Keywords:
Lung, Pulmonary vessels, Artificial Intelligence, CT-Angiography, CAD, CT, Computer Applications-Detection, diagnosis, Contrast agent-intravenous
Authors:
N. Hendriks1, J. J. Zigterman2, M. Roelofs1, J. Nijboer-Oosterveld1, E. De Boer1, M. F. Boomsma1; 1Zwolle/NL, 2Zwolle, Overijsel/NL
DOI:
10.26044/ecr2019/C-2541
Aims and objectives
Acute pulmonary embolism (PE) is a common pulmonary disease which could lead to health problems if not diagnosed in time.
The current reference standard the radiologist uses to diagnose PE is a Computer Tomography Pulmonary Angiogram (CTPA)1.
The sensitivity of the CTPA is estimated 83%-100% and its specificity between 89%-98%2-4.
Adequate use of Computer-Aided Detection (CAD) techniques may be a resource to support the radiologist in the detection of PE5-7.

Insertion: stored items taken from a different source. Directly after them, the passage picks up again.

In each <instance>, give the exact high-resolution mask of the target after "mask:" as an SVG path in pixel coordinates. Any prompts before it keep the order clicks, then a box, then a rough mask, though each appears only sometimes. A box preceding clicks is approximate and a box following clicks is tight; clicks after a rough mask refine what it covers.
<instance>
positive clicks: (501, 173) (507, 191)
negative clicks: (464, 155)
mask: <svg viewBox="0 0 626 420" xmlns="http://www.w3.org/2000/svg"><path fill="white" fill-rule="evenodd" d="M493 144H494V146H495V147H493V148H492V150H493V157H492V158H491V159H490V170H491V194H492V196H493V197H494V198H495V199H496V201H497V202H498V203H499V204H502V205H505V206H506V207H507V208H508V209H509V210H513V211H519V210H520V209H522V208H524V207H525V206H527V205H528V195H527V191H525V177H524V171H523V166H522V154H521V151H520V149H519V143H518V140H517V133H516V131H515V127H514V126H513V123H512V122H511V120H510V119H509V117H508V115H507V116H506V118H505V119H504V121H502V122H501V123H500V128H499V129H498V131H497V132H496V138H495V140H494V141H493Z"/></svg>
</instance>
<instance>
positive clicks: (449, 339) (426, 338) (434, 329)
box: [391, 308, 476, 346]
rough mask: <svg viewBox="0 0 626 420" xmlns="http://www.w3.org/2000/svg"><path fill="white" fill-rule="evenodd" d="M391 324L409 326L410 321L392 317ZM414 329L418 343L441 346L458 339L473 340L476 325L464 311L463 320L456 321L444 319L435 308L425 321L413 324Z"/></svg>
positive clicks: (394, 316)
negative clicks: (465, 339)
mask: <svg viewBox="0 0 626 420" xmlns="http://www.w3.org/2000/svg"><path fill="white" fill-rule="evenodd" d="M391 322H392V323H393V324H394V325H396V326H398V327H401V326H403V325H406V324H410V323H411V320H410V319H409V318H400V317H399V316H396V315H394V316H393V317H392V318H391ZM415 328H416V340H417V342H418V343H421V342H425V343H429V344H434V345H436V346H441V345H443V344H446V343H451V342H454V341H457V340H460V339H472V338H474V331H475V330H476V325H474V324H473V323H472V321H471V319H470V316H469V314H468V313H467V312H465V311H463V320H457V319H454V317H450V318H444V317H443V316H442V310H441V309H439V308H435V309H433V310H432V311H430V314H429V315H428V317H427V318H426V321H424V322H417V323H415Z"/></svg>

Scan quality is proven to be of influence on the software performance.
Scan quality,
defined as signal-to-noise ratio (SNR) and contrast-to-noise ratio (CNR),
is affected by the use of different levels of Hybrid Iterative Reconstruction (HIR)8-11.
New reconstructors make it possible to reconstruct the CTPA data with Model-based Iterative Reconstruction (MBIR) software.
MBIR is the next generation of iterative reconstruction software with more noise reduction,
better spatial- and contrast resolution and better artifact reduction12.
This retrospective cohort study examines whether there is evidence of improvement in software performance on a CAD programme for the detection of peripheral pulmonary embolism,
while maintaining routine dose protocols using MBIR in comparison to the current used HIR.